Deep learning refers to a particular type of a particular learning technique: Specifically a neural network that has many hidden (intermediate) layers. Deep learning can be used for either supervised or unsupervised learning.

2 comments

Thanks for the explanation! I was remembering what flavors of snake oil were being peddled to people in the humanities in the early 2000's, and didn't mean to muddy the waters around technical terms of art.
I agree with your sentiment, it feels out of place because deep learning, AI and big data are buzzwords, but unsupervised learning is a rather technical term in machine learning referring to a very specific class of problems.
Are they really buzzwords? To me, they have rather particular meanings (although I guess others may feel differently):

Deep learning: a particular type of artificial neural network with many hidden layers (and the associated tech to make this work/trainable)

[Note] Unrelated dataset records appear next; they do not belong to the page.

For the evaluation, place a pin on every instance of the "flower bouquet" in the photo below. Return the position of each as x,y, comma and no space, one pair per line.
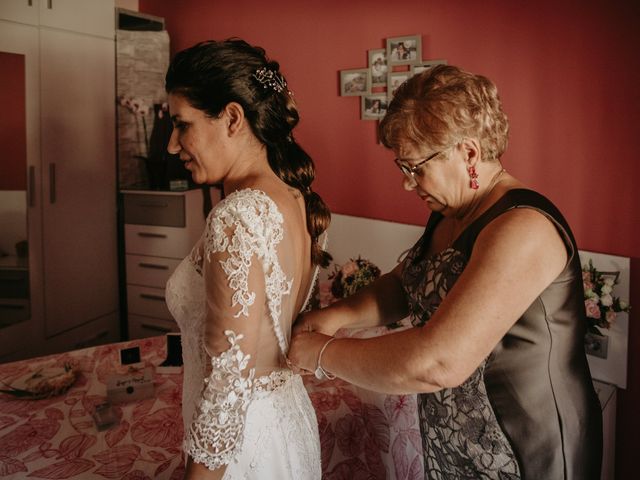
601,304
352,276
346,280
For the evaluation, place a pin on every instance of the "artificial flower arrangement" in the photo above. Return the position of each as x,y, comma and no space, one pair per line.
347,279
352,276
601,304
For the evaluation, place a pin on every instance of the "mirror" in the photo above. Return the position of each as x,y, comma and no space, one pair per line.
14,255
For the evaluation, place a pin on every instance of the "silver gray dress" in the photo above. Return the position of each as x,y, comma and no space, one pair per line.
530,410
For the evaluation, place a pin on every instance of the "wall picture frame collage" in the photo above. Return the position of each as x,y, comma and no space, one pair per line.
387,68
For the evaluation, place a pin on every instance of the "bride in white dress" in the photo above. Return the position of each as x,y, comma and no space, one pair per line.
246,415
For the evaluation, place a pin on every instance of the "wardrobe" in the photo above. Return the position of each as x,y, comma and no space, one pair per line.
67,194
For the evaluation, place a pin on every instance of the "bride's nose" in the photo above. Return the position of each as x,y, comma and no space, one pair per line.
173,147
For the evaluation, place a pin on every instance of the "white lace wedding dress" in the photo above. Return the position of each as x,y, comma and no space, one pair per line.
231,295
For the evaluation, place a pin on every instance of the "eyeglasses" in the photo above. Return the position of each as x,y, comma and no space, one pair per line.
410,172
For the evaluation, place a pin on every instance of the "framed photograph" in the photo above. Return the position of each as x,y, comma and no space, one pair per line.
426,65
394,80
354,82
373,107
404,50
378,67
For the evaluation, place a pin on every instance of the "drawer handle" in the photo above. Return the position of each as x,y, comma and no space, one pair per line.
155,328
90,341
31,185
150,296
154,205
153,265
52,183
11,306
152,235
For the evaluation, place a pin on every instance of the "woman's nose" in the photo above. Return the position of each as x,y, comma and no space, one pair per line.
409,183
173,147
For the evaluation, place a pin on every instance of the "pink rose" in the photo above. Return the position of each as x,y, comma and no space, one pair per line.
611,317
349,268
593,311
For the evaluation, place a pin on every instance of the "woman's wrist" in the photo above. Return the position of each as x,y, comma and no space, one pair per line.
320,372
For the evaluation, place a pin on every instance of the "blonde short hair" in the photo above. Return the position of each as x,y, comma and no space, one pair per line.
443,105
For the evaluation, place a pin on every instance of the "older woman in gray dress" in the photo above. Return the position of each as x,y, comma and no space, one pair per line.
493,289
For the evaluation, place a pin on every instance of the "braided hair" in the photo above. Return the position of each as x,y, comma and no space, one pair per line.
212,74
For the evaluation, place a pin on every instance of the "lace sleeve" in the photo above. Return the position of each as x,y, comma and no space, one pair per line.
238,244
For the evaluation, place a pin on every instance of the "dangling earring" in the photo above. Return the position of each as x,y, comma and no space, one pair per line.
473,176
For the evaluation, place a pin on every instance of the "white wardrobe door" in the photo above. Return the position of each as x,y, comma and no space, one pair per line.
78,153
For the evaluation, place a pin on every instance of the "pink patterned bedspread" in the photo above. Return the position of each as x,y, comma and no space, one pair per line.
364,435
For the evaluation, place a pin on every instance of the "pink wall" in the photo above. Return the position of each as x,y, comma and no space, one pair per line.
568,73
13,137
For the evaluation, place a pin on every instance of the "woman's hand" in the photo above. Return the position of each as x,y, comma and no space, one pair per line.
304,349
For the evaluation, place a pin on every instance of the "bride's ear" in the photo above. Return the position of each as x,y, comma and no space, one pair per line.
234,116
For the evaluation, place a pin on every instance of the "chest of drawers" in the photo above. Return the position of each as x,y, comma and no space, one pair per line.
160,229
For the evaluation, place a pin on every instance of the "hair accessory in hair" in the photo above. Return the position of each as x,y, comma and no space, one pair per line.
269,78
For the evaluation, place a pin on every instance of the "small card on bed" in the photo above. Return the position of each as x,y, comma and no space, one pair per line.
133,386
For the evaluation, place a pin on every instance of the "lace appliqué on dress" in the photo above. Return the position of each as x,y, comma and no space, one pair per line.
216,432
257,226
461,436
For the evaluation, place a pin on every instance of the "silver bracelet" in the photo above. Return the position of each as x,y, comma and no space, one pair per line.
321,373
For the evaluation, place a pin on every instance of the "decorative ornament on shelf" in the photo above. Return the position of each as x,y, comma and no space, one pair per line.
601,304
140,111
154,143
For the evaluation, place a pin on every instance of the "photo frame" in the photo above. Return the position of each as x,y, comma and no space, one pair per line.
394,80
425,65
378,67
354,82
405,50
373,107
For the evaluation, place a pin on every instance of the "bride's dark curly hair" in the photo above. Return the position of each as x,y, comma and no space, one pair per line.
212,74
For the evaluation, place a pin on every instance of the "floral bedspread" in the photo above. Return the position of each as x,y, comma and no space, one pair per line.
363,434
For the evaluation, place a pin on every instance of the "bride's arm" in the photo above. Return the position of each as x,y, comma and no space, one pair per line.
235,298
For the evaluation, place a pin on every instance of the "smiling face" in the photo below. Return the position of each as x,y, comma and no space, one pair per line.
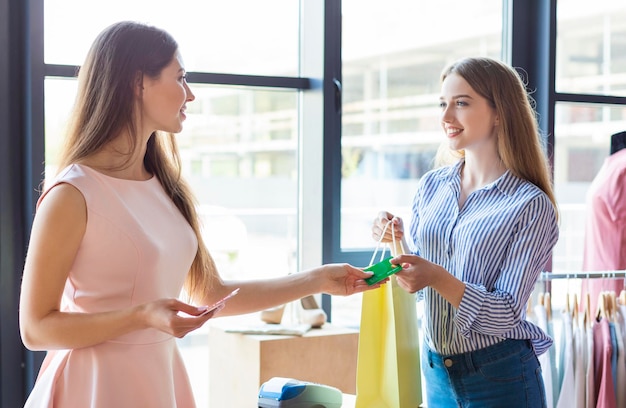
165,98
467,118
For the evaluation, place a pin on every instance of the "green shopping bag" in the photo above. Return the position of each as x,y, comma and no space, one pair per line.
388,363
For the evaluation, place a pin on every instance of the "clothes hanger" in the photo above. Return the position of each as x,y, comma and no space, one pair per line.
548,305
618,141
575,310
587,310
601,312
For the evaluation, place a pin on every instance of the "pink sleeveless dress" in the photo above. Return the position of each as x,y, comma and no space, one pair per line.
137,248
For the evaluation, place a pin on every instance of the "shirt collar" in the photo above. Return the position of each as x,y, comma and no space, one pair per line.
507,183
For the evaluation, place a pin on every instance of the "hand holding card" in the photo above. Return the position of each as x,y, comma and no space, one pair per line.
220,302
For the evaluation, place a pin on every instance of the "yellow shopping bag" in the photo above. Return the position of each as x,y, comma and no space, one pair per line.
388,365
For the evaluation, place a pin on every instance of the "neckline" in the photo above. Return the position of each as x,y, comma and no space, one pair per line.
107,176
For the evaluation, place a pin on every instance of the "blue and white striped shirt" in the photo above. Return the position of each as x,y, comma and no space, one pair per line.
497,244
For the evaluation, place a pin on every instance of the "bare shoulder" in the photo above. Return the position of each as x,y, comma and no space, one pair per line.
63,204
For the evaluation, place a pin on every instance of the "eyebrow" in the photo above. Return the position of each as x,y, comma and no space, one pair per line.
457,97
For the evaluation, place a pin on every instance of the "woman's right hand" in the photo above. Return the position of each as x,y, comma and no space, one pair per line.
175,317
378,226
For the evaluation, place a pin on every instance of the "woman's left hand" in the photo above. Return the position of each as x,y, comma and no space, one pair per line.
416,273
345,279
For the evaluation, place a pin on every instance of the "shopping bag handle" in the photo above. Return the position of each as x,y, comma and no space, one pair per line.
380,243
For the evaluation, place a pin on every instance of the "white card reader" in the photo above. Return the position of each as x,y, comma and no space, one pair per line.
289,393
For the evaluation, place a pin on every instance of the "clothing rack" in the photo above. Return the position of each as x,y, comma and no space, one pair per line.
547,276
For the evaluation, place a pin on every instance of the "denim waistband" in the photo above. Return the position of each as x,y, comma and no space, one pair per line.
470,361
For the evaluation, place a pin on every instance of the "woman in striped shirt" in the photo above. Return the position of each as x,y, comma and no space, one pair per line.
483,229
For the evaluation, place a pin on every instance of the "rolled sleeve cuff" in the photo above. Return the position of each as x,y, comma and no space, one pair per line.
470,306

AI: The field of computer science which aims to make computers smarter. Like most fields, there is much overlap with others, for example, statistics.

Big Data: A buzzword. About the best definition I can find is anything which has the 3 V's: Volume, Velocity & Variety. In general, outside its use as a buzzword, I think big data is generally thought of as "when you need a distributed system to process your data", be it because of volume, velocity or variety.

Supervised and unsupervised learning: whether or not you require example data for training

Machine learning: some people say its the subset of AI that deals with statistical methods, other people say its just another word for AI.

Specific only in that the categories aren't supervised.

Furthermore, suppose you have labels for some but not all points on your data (i.e. your model is designed to be robust in the face of things it hasn't been trained for). There are a nontrivial number of people who work on either side of the "semi-supervised" divide, e.g. clustering with examplars or pulling out the generative model for a discriminative task. Personally I like these better, as they're more akin to what people seem to actually do (encounter new things and try to make sense of them).

Anyways. If you look at the delta in performance between "old" techniques like random forests or gradient boosting vs. deep convolutional networks, it tends to be quite small until your datasets grow to very large sizes. For things like images that's not much of a problem. For things like rare diseases it's a huge problem.

Deep learning isn't a buzzword, it has a fairly precise definition. It describes a particular class of algorithms that happens to be the state of the art for many problems.